Мое лицо горело, в висках что-то упруго стучало. Двигаясь, словно в тягучей воде, я наконец приблизился к ней. Остановился. Под ногами сновали дети и санки. Сквозь гомон и смех внятно слышал свое колотящееся сердце. Что сказать? Как обратиться? Слов не было, я просто протянул к ней руку и тронул за плечо.
За спиной раздался трубный рык. Я обернулся, но отойти не успел. С мощью пушечного ядра в меня вломился Арахис. Я стоял на краю обрыва, и мы вместе рухнули вниз. Понеслись кувырком под откос. Снег оказался совсем сухим, глубоким и мягким, как пена, Арахис ревел и хохотал. Мы катились, взрывая белые фонтаны, наверху радостно визжали дети. Падение казалось бесконечным.
– Ты офонарел? – Я выплюнул снег, вытер лицо. – Совсем?
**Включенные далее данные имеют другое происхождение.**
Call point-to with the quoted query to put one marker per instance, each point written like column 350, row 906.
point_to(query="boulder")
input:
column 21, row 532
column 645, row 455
Арахис гоготал, развалившись в сугробе. Я вытряхнул снег из перчаток. Снег залез за воротник, набился в сапоги. Он умудрился залезть в самые неожиданные места.
– Кретин! – обернулся я, спешно карабкаясь на гору. – Идиот!
– Ты чего, Чиж? – Арахис икнул. И снова заржал.
Когда мы заползли на гору, ее там уже не было. Я огляделся, выскочил на дорогу – тоже пусто. Арахис лез с расспросами; отмахнувшись от него, я зашагал в сторону моста.
Настроение испортилось. Мимо меня, меся серый снег, ползли чумазые по самые стекла машины. Тротуар тоже не успели почистить, я шел по протоптанной тропе, иногда ступал в снег, пропуская редких встречных пешеходов. На мне были унты – высокие, по колено, с рыжим собачьим мехом. Отцовские, они были чуть велики, может, на размер-полтора. Хотя с толстым шерстяным носком это даже не ощущалось.
Я расстегнул куртку, размотал шарф.
Теплело, небо стало перламутровым, должно быть, там, на западе, где-то за мутью туч, уже садилось предполагаемое солнце. Я снял шапку и взъерошил потные волосы. Ватные крыши и деревья, высоченные сугробы, круглые, как шары, кусты – все вдруг потускнело, невинная белизна сменилась серым, скучным и грязным, словно наш город кто-то обсыпал пеплом.
Гуся нашли через два дня. Мы были уверены, что он сбежал в Клайпеду. Он мечтал устроиться матросом на торговый корабль. Ходить за Гибралтар, бросать якорь в Бискайском заливе, пересекать экватор. В белых широких штанах гулять по ночному Сингапуру, прихватив за тонкие талии пару веселых хохотушек с раскосыми глазами. Гусь был уверен, что сингапурки будут от него без ума – говоря о туземках, он указательным пальцем вытягивал край глаза к виску и складывал губы бантиком.